Bisher haben Sie und Ihre Genossenschaft das Richtige getan – Sie haben versucht, die Familie zu kontaktieren und die sanitären Probleme angegangen. Als nächsten Schritt sollten Sie gegenüber seiner Familie energischer vorgehen. Wenn das nicht hilft, schalten Sie die Gerichte ein.



„Obwohl es hartnäckig erscheinen mag, ist es richtig, eine Inverzugsetzung auszusprechen“, sagte David A. Kaminsky, ein Anwalt für Immobilienrecht in Manhattan. Der Vorstand sollte die Mitteilung an den Anteilseigner und seine Familienmitglieder senden und erklären, dass er mit seinem Eigentumspachtvertrag in Verzug ist, weil sein Verhalten andere Anteilseigner belästigt und beunruhigt hat.

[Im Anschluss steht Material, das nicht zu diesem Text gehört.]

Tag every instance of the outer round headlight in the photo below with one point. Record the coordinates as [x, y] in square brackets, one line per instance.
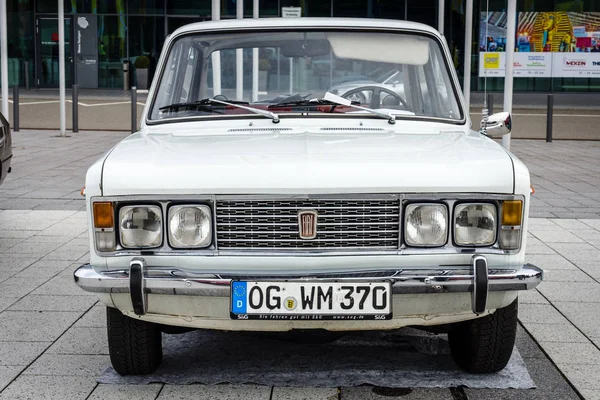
[140, 226]
[426, 225]
[475, 224]
[190, 226]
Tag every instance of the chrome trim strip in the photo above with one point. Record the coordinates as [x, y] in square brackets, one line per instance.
[177, 282]
[449, 198]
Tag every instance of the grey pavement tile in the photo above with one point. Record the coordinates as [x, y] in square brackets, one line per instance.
[34, 326]
[575, 213]
[539, 248]
[558, 236]
[13, 234]
[6, 244]
[570, 224]
[68, 252]
[19, 287]
[369, 393]
[532, 297]
[584, 376]
[571, 291]
[304, 393]
[571, 353]
[16, 262]
[205, 392]
[585, 316]
[34, 248]
[528, 348]
[590, 394]
[61, 285]
[592, 268]
[565, 275]
[549, 385]
[6, 302]
[594, 223]
[68, 227]
[81, 341]
[95, 318]
[7, 374]
[43, 269]
[21, 353]
[39, 237]
[539, 313]
[35, 302]
[576, 251]
[126, 392]
[564, 332]
[49, 388]
[69, 365]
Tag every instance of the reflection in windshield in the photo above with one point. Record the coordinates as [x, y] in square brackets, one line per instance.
[392, 72]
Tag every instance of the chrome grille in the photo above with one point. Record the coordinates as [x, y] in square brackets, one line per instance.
[342, 224]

Es ist möglich, dass seine Familie Ihre Anrufe ignoriert, weil sie überfordert sind und nicht wissen, was sie tun sollen. „Selbst wenn die Familie hingeht und den Ort aufräumt, wird die Person in ein paar Tagen denselben Zustand schaffen“, sagte Herr Kaminsky. „Ich habe es gesehen.“

Der Vorstand könnte auch den Erwachsenenschutzdienst anrufen, die Behörde auf die Situation aufmerksam machen und um Rat fragen.

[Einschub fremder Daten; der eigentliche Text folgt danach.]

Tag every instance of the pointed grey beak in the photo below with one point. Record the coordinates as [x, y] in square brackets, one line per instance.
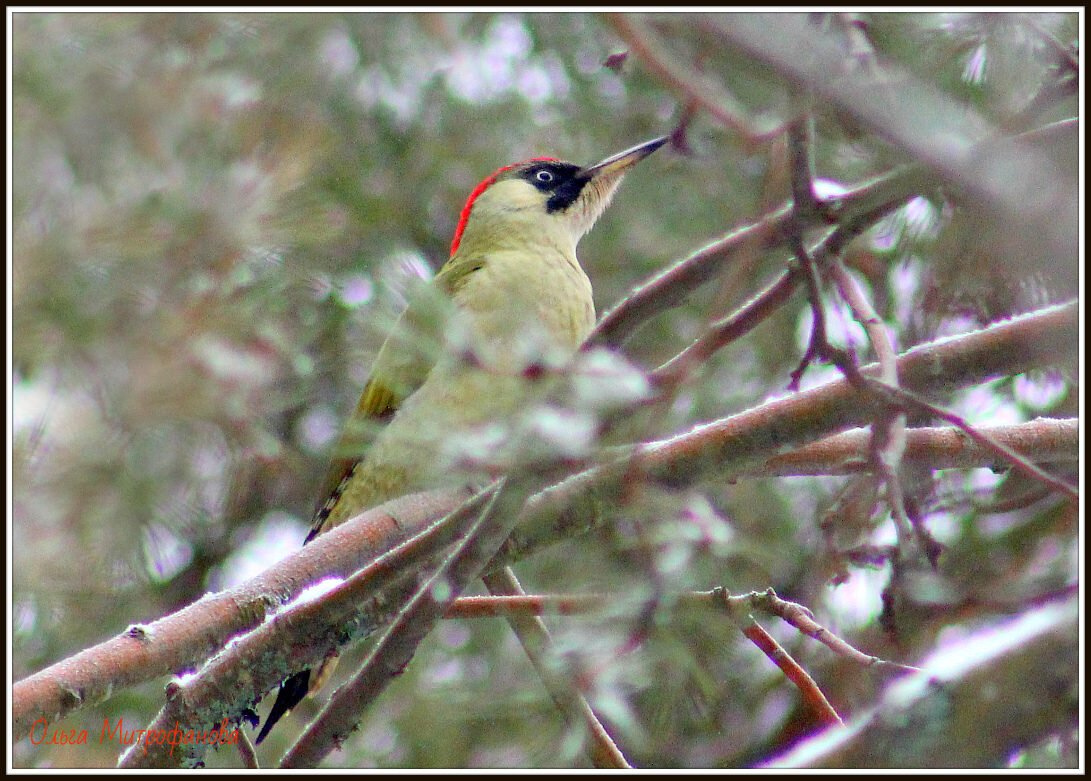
[618, 164]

Wenn nichts davon funktioniert, lösen Sie einen Feueralarm aus, indem Sie seinen Mietvertrag kündigen und ihn zum Wohnungsgericht bringen. Ihr Endziel ist nicht, einen älteren Mann mit Demenz zu vertreiben, sondern die Gerichte zu zwingen, ihm zu helfen, die Hilfe zu bekommen, die er braucht. „Die Gerichte sind sehr abgeneigt, in einer solchen Situation eine Räumung zu veranlassen“, sagte Herr Kaminsky. „Das passiert nur in Extremfällen. Sie wollen absolut nicht, dass es passiert.“

Aller Voraussicht nach wird das Gericht einen Betreuer für Ihren Nachbarn bestellen, und andere Sozialdienste werden ebenfalls eingreifen.